If you haven’t told. him it’s making you uncomfortable by the time you are married, then more fool you.

He isn’t a mind reader and has no way to know something you’ve accepted for years isn’t ok to you.

Talk to him fgs

JustKittenAround · 25/09/2021 10:15

No. You’re not being prudish

But you knew that already.

Coogee · 25/09/2021 10:19

I don’t need to lock the door and tbh should not have to. I was just wondering what the consensus was.

You’re a prude.

You need to make that clear to your husband.

burnoutbabe · 25/09/2021 10:21

I can't think I have ever locked the bathroom door in my flat, I'd be very unhappy if I HAD to do that rather than my partner respecting a closed door.

We only have one bathroom /loo. So if someone is in the bath /shower and the other is desperate we would knock and the other leave the shower/bath briefly. But we generally do say -I am having a shower, do you need the bathroom first?

Not prudish to think you are entitled to privacy at times. You see the same thing about people working at home in a study and other person constantly interrupting them. When we are in meetings, doors shut to mean do not disturb bar emergency, door open meaning you can come in to offer tea.

LukeEvansWife · 25/09/2021 10:27

I hear you, OP. Explain to him that you don't like it.

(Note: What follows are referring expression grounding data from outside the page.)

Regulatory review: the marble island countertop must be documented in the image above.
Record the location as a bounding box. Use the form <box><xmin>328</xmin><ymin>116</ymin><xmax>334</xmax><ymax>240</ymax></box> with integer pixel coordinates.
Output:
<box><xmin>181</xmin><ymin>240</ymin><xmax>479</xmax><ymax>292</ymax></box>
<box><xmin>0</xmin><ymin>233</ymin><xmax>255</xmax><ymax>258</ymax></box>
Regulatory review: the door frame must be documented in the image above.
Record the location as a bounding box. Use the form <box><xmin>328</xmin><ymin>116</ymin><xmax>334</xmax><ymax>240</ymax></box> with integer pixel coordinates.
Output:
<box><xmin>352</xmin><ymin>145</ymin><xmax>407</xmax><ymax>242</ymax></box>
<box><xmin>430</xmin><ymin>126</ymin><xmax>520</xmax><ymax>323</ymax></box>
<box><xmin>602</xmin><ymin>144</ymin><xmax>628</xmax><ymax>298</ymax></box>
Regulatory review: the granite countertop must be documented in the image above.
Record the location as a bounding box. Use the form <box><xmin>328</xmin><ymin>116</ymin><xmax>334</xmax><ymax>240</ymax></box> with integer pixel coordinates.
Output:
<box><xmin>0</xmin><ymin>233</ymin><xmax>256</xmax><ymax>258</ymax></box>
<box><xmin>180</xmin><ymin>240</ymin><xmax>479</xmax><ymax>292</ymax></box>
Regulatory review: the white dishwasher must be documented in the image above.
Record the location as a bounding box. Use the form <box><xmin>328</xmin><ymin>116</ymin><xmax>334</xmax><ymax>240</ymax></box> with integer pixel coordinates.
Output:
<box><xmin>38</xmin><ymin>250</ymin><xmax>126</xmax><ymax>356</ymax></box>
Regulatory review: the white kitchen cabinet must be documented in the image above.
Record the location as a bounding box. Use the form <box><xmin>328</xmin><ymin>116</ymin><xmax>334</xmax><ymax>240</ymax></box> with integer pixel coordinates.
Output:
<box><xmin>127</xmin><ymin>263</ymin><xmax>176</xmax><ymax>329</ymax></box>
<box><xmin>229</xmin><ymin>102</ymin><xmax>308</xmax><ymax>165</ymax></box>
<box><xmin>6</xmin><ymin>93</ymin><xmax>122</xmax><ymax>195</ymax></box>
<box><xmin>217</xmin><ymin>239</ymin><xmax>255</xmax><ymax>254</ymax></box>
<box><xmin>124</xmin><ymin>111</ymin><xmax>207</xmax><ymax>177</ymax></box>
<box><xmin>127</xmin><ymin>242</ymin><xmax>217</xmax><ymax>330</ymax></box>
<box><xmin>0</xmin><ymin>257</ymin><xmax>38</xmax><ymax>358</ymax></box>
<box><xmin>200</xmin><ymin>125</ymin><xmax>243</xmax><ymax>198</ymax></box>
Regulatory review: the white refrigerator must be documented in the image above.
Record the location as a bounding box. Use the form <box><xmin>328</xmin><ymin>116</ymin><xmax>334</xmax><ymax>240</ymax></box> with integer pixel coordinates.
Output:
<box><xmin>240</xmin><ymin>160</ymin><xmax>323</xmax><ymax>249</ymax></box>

Mn is an odd place where people have no problem with their kids and partners coming into the bathroom with them. I was taught boundaries from a young age - I wouldn't have been allowed to go into the bathroom or my parents' bedroom unless there was an emergency. This has meant I have boundaries as an adult.

LukeEvansWife · 25/09/2021 10:29

Pressed send too soon.

You aren't a prude. Privacy should be the default, with it being relaxed if both people are okay with it.

Naunet · 25/09/2021 10:33

@Coogee

I don’t need to lock the door and tbh should not have to. I was just wondering what the consensus was.

You’re a prude.

You need to make that clear to your husband.

Don’t be an idiot. Women who don’t want to be perved on are not prudes, porn isn’t real life you know.